The European Parliament will vote on whether to create a committee of inquiry into the Panama Papers on Thursday (14 April) – and may decide to merge the new body with the special committee on Tax Rulings. EURACTIV France reports.
The legislature wants to ramp up the pressure on tax havens. In the wake of the Panama Papers revelations, the proposal to give a committee of inquiry the power to investigate the complex financial constructions in the Latin American tax haven, whose clientele is largely European, has found a good deal of support in the Parliament.
First proposed by the Greens on 8 April, the committee of inquiry was initially rejected by the other political groups, who wanted more time to refine the parameters of its mandate.

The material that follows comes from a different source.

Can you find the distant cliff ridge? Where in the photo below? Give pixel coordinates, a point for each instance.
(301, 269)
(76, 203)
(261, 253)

But the basic principle seems to have struck a chord across the different political families.
“The establishment of a parliamentary committee of inquiry is on the right tracks. I have had positive feedback from the other groups,” said Philippe Lamberts, a Belgian Green MEP and the co-president of the Greens/EFA group.
The proposal has the backing of all the Parliament’s major groups: the Socialists and Democrats, the Conservatives, the Liberals and even – tentatively – the European People’s Party (EPP).
“We want to give the European Parliament the power to get to the bottom of the issue with a committee of inquiry,” said Manfred Weber, the president of the EPP group. But the same centre-right politicians had opposed the establishment of a committee of inquiry last year into the Luxleaks scandal, pushing instead for the creation of a special committee with more limited powers.
“We submitted the mandate proposal last Friday. From this Thursday we will be able to start working on this committee’s mandate,” Lamberts said.
The exact mission of the future body is yet to be defined. But a majority of MEPs hope to see the new committee of inquiry merged with the Tax Rulings special committee (TAXE committee), which is still investigating the tax optimisation and evasion practices of European businesses.
For Lamberts, this is a “way to rationalise the structures of the Parliament”. Another advantage of bringing the two committees together, according to the Greens and the Parliament’s left, would be to upgrade the TAXE committee to a committee of inquiry, giving it more investigative powers than it currently enjoys.
And the similarity of the material being investigated by each committee could be another bonus: the TAXE committee’s focus since early 2015 has been on corporate tax evasion, and the Panama Papers have brought to light the tax practices of individuals. But the same intermediaries and the same tax havens appear in both cases.
A tax sub-committee
Alain Lamassoure, a French Republican MEP (EPP) and the chair of the TAXE committee, hopes the two committees will not be merged.
“A new ad hoc committee of inquiry would be the best response,” he said. “After Luxleaks, Swissleaks, the Panama Papers, we can expect to see more revelations in the future.”
“The best solution would be to create a sub-committee within the Economic and Monetary Affairs committee, dedicated to the subject of tax,” Lamassoure said.
The creation of permanent committees or sub-committees in the European Parliament is generally reserved for the beginning or end of the electoral cycle.